Ontario Premier Doug Ford ditched the Green Ontario Fund last month, as part of his government's commitment to scrap the province's carbon pricing system.

Funded by the province's cap-and-trade auctions, the fund offered rebates to homeowners and businesses who opted for energy-efficient renovations, including a maximum of $5,000 per home for window upgrades.

Although the government has said it will honour rebates for work orders that were signed before the program was cancelled, contractors have until the end of October to complete their work.

'It's not going to happen'

Pat Hunter, president of Comfort King Windows & Doors in Ottawa, said there's practically no chance he can meet that deadline.

"I'd love to get everything done by Oct. 31. Nothing would make me happier," he said. "But it's not going to happen."

Pat Hunter, president of Comfort King Windows & Doors, says the Ontario government can't just walk away from homeowners who took advantage of the GreenON rebate program. (Marc-André Cossette/CBC)

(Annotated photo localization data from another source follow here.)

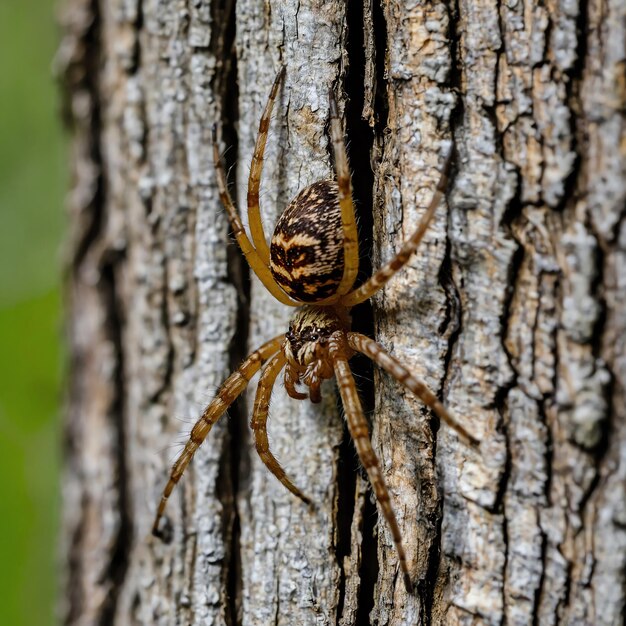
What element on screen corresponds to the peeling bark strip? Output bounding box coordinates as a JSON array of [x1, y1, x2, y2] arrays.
[[60, 0, 625, 624]]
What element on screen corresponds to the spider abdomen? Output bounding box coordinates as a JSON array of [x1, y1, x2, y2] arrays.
[[270, 180, 344, 302]]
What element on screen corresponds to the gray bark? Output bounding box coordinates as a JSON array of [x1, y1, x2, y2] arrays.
[[59, 0, 626, 624]]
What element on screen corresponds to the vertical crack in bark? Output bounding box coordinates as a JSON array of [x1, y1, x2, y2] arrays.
[[573, 227, 611, 558], [532, 524, 548, 626], [445, 0, 463, 136], [370, 0, 389, 135], [488, 0, 505, 158], [575, 223, 612, 471], [98, 257, 133, 626], [355, 494, 379, 625], [447, 0, 526, 618], [61, 0, 131, 621], [212, 0, 244, 622], [428, 95, 464, 618], [156, 275, 176, 409], [492, 223, 524, 477], [567, 0, 614, 470], [532, 396, 553, 622], [433, 238, 461, 620], [344, 0, 374, 292], [60, 0, 105, 273], [492, 188, 525, 622], [441, 0, 465, 414], [63, 494, 83, 624], [435, 3, 468, 621], [552, 0, 588, 217], [340, 0, 378, 612], [334, 428, 358, 622]]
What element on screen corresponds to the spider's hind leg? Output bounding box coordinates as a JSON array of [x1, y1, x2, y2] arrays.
[[328, 331, 414, 593], [152, 335, 285, 536], [346, 332, 479, 448]]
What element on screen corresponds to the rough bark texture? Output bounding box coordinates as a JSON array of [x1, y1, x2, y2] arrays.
[[59, 0, 625, 624]]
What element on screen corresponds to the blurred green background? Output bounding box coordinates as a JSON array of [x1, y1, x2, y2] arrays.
[[0, 1, 64, 625]]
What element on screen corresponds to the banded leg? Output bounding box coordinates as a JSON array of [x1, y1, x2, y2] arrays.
[[340, 150, 452, 308], [251, 351, 311, 504], [327, 90, 359, 298], [152, 335, 285, 535], [247, 67, 285, 264], [328, 333, 413, 593], [347, 332, 479, 448], [212, 126, 299, 307]]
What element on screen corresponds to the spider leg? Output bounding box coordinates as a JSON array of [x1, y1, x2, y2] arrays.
[[340, 150, 452, 308], [212, 126, 300, 307], [251, 350, 312, 504], [247, 67, 285, 264], [328, 332, 413, 593], [327, 89, 359, 298], [152, 335, 285, 536], [347, 332, 479, 448]]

Faced with about $850,000 worth of outstanding contracts, Hunter said he has enough work to keep his crews busy into next year — well past the government's deadline.

"We're working six days a week, and we're trying like crazy to get it done," he said.

Although Ford's decision to axe the program came as no surprise, Hunter said the government has no right to impose a cutoff date for installations.

"They're kind of changing the rules as they go along, which is not a smart thing to do," he said. "A contract is a contract."

Paul Hunter, the president of Comfort King Windows and Doors, says the government is changing the rules halfway through the game. 0:39

Realistically, Hunter said he expects to complete "at least half" of his orders by the government's deadline, leaving him to worry about potential harm to his business' reputation.

"I'm just hoping that the government realizes that I'm not the only company in Ontario with this problem," he says.

"There's going to be hundreds and hundreds and hundreds of window companies that'll be writing nasty letters to the government if they create lawsuits and anger."

They're changing the rules halfway through the game- Pat Hunter, president of Comfort King Windows & Doors

In a statement to CBC News, Ontario Environment Minister Rod Phillips said the government was given a mandate by the people of Ontario to scrap the Liberal cap-and-trade system, "as part of its commitment to bring gas prices down and help reduce costs for Ontario families."

"All programs currently funded through cap-and-trade proceeds will be concluded, including the immediate and orderly wind down of the Green Ontario Fund," Phillips said.

Workers assemble windows at the Verdun Windows & Doors factory in Vars. Crews are working overtime to meet demand. (Marc-André Cossette/CBC)

Companies under strain

Across the city, in the rural community of Vars, workers at Verdun Windows & Doors are busy assembling windows, trying to keep up with the surge in demand generated by the rebate.

Jimm Fox, a spokesperson for the company, said they're getting between 25 and 50 calls a day from nervous customers, worried about whether they'll receive their windows before the province's looming deadline.

"I understand that uncertainty and we're doing everything we can — working overtime, literally, working overtime — to hit our deadlines," Fox said.

Jimm Fox, marketing director for Verdun Windows & Doors, says window installation companies need more time to fulfil orders made before the GreenON rebate program was cancelled. (Marc-André Cossette/CBC)

Given that the government has already pushed back the cutoff date once — from Aug. 31 to the end of October — Fox hopes the PCs will heed industry calls to allow GreenON contracts to be rebated through March 2019.

Otherwise, he said, Ontario window manufacturers and installers will experience severe financial strain and face blowback from frustrated customers.

Michel Lauzon, a window installer with Comfort King Doors & Windows, insulates a window at a job site in Ottawa. The company has hired extra workers to deliver on its orders. (Marc-André Cossette/CBC)

As for Hunter, he said he's also optimistic the government will show some flexibility and appease business owners across the province.

"We didn't initiate the program. All we've done is follow the rules," he said.

"Nobody's happy about the way things have turned out."